Gunmen attacked a police station with explosives in southeastern Nigeria on Sunday, a day after a similar attack in which two police officers were killed in the region, police said.

The attacks in southeastern Imo State illustrate the latest violence in the volatile region, where separatist unrest is on the rise.

"Armed men arrived with dynamite in the early hours of the day" and attacked with "part of the police station in Oru but the assault was repulsed," said the spokesman for the police of the state, Michael Abattam, to AFP.

Among the attackers, "four gunmen were neutralized and five IEDs (improvised explosive devices) were recovered," the spokesman added.

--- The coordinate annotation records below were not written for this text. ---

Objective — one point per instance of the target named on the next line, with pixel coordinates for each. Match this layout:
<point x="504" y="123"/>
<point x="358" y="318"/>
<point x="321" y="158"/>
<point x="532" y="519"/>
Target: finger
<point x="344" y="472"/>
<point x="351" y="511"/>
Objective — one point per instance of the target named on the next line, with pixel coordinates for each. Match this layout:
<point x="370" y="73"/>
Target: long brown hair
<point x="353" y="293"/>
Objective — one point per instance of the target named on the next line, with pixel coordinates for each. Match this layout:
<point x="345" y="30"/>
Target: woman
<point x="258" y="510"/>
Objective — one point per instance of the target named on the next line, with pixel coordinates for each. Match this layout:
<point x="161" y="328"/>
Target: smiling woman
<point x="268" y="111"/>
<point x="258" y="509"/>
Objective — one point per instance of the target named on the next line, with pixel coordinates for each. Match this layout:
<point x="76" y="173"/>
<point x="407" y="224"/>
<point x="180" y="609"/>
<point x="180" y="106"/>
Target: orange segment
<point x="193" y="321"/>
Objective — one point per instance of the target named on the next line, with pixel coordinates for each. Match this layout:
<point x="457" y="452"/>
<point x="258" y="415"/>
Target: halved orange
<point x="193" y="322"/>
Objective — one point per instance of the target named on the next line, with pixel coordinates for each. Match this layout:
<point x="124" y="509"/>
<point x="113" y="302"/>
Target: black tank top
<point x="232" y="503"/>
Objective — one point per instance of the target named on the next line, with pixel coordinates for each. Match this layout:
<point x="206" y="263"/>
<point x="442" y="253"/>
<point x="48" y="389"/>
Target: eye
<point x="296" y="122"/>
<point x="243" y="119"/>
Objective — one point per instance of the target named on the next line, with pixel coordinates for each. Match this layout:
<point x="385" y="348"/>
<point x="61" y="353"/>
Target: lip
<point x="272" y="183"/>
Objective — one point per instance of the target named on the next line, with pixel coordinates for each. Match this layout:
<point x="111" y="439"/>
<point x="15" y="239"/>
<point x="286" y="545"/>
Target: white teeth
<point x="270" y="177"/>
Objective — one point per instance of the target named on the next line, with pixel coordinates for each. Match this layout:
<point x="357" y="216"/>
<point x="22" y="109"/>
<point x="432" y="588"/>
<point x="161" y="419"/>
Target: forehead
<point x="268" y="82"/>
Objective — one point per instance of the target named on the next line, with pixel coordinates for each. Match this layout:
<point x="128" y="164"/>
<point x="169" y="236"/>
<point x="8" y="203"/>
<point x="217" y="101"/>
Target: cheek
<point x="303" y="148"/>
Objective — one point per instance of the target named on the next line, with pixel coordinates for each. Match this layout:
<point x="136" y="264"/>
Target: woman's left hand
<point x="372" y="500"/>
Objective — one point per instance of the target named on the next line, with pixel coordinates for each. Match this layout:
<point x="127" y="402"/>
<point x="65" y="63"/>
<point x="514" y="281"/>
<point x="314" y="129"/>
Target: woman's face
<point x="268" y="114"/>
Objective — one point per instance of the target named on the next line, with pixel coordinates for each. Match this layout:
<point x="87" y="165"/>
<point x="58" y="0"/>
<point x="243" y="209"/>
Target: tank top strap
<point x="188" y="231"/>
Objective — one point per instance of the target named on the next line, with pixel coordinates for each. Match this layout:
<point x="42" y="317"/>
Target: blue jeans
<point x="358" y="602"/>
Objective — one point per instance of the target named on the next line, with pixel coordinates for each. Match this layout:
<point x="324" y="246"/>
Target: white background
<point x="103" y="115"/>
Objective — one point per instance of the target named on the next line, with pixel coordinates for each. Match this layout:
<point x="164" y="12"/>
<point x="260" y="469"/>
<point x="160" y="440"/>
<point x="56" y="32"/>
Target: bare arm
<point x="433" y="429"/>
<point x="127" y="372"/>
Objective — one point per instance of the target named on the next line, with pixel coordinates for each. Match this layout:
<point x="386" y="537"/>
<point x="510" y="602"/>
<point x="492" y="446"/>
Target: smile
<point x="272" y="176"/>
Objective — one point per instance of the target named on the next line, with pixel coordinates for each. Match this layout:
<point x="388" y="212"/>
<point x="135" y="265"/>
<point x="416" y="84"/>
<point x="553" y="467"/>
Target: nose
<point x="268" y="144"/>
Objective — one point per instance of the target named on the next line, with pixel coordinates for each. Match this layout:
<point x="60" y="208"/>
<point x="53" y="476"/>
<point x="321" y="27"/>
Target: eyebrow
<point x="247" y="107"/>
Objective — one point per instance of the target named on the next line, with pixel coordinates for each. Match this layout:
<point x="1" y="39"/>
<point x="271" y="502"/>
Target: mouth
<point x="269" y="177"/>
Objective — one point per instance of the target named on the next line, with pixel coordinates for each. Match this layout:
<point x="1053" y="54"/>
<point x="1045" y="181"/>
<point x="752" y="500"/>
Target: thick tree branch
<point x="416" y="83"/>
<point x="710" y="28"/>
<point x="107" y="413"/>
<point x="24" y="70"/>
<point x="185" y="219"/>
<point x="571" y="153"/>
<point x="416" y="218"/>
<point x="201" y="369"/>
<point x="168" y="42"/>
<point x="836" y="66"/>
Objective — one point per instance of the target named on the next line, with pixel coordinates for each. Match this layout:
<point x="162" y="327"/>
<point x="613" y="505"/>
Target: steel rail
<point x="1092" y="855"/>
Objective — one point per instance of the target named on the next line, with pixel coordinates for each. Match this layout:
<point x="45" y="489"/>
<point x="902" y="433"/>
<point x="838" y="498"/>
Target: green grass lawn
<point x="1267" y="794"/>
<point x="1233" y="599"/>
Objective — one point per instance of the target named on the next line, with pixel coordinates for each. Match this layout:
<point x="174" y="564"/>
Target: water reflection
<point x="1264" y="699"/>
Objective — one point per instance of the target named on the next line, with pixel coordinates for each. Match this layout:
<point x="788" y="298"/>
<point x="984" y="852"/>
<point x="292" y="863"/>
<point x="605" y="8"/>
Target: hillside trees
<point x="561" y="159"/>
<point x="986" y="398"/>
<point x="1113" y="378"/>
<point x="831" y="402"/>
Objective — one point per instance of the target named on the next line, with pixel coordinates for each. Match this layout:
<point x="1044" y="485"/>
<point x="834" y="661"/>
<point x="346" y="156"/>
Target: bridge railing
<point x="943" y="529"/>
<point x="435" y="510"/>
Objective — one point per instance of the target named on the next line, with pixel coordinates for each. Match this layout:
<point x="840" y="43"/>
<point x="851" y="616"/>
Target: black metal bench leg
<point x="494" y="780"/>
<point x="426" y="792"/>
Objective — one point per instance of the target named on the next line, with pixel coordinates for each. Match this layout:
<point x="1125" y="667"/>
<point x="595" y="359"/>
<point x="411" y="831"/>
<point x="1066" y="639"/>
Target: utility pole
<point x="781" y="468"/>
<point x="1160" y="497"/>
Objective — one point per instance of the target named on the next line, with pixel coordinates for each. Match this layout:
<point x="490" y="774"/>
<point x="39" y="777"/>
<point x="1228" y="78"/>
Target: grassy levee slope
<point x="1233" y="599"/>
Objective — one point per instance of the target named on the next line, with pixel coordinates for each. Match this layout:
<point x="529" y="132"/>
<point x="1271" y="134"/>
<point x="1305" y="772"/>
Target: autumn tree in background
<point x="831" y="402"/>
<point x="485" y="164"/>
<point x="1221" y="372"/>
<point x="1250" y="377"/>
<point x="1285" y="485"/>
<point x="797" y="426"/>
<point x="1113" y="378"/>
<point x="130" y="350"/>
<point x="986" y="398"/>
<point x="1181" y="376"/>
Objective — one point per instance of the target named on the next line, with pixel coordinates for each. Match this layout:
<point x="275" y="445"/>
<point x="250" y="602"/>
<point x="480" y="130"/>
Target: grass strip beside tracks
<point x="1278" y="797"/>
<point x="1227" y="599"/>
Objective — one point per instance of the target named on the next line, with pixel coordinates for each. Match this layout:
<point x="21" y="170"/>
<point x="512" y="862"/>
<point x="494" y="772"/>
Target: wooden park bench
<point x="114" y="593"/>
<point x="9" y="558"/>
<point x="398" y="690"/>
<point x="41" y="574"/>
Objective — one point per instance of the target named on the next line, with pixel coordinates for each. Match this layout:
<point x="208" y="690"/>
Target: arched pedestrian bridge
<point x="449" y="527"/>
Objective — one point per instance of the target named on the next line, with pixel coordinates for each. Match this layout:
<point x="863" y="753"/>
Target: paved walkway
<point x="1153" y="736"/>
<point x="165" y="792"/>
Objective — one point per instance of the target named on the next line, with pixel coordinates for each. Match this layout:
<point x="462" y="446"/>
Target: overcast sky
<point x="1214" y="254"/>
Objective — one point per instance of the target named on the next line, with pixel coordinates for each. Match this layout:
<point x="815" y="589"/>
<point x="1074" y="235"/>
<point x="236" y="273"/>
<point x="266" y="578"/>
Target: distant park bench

He also reported another attack on Saturday in which gunmen attacked a police station in Umuguma outside Owerri, the state capital, with explosives, killing two police officers.

He said gunmen also invaded the residence of George Obiozor, the head of Ohanaeze, the Igbo cultural union, and destroyed part of the building with explosives.

Obiozor was not at home at the time of the attack, he said. "We are on the trail of the attackers with a view to bringing them to justice," he said.

President Muhammadu Buhari on Sunday condemned the attacks, while pledging to end the continuing violence in the region.

"He expresses his sympathy to the police authorities for the loss of men and equipment, and to Professor Obiozor, whom he urged to maintain his commitment to peace and unity," Buhari's office said in a statement.

Southeastern Nigeria, Africa's most populous country, is facing rising violence. More than 100 police and security forces have been killed by gunmen there since last year, according to local media reports.

Authorities frequently accuse the Independence Movement for Indigenous Peoples of Biafra (Ipob) and its paramilitary wing of being behind the violence in the region, a charge the group denies.

Ipob dreams of reviving the defunct Republic of Biafra, whose declaration of independence led to a 30-month civil war between 1967 and 1970. More than a million people, mostly Igbo, died in the conflict, mostly from starvation and disease.